THE LATEST step forward to improve health care service in the northwest took place June 28 when a crane operator carefully lifted an MRI machine from a flatbed truck up to and then through an opening on the second floor of Mills Memorial Hospital.
At a total project cost of $2.87 million, including renovations, the MRI (magnetic resonance imaging) unit will join another new diagnostic device, a SPEC CT, in the same renovated second-floor section.
Together the two units will provide physicians and specialists with the kind of detailed inner images of a person’s body that could previously only be had by travelling to Prince George or to Vancouver.
When ready for service later this summer, the MRI is expected to do several thousand scans a year.
As is the case with major capital expenditures, 60 per cent of the MRI project cost comes from the provincial government and Northern Health with the remaining 40 per cent being raised through property taxes by the North West Regional Hospital District which covers the area from Haida Gwaii to Houston.
The SPEC CT was delivered during the spring.
Northern Health purchased the MRI for here, one for Fort St.

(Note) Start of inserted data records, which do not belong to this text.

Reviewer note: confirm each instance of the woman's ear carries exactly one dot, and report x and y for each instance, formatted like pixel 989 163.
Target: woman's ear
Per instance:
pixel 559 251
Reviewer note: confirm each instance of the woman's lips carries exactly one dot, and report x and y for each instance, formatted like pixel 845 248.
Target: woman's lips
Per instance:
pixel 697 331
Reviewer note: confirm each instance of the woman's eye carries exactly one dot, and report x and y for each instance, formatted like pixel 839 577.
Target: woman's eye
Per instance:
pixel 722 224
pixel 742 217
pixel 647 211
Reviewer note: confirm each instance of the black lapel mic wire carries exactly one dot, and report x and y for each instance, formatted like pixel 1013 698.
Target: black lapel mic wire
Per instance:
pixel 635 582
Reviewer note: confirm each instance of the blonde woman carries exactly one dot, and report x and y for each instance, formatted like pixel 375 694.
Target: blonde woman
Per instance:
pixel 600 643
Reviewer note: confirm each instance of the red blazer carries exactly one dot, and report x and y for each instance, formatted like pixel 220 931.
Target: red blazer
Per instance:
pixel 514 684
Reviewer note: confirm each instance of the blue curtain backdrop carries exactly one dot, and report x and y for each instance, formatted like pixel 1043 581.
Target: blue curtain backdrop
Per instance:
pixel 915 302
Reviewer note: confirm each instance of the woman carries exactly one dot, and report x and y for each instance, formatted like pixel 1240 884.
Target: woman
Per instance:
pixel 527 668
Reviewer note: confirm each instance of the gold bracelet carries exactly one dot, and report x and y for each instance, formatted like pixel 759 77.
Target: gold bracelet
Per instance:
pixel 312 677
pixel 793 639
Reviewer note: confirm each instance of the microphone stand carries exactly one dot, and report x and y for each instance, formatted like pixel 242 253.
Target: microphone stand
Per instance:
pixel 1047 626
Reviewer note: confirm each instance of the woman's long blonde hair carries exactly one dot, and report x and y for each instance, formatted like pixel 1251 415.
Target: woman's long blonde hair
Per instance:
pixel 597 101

John and a third for Prince George through Siemens, a multi-national medical technology company.
Like Terrace, Fort St. John has never had an MRI unit before and the one in Prince George, which is already in service, is a replacement.
The original MRI plan had been to buy a new one in Prince George and then a mobile one which would travel back and forth between Fort St. John and Terrace.
But Northern Health officials last year said price drops and advancing technology made it feasible to increase the overall budget and buy fixed units for here and Fort St. John.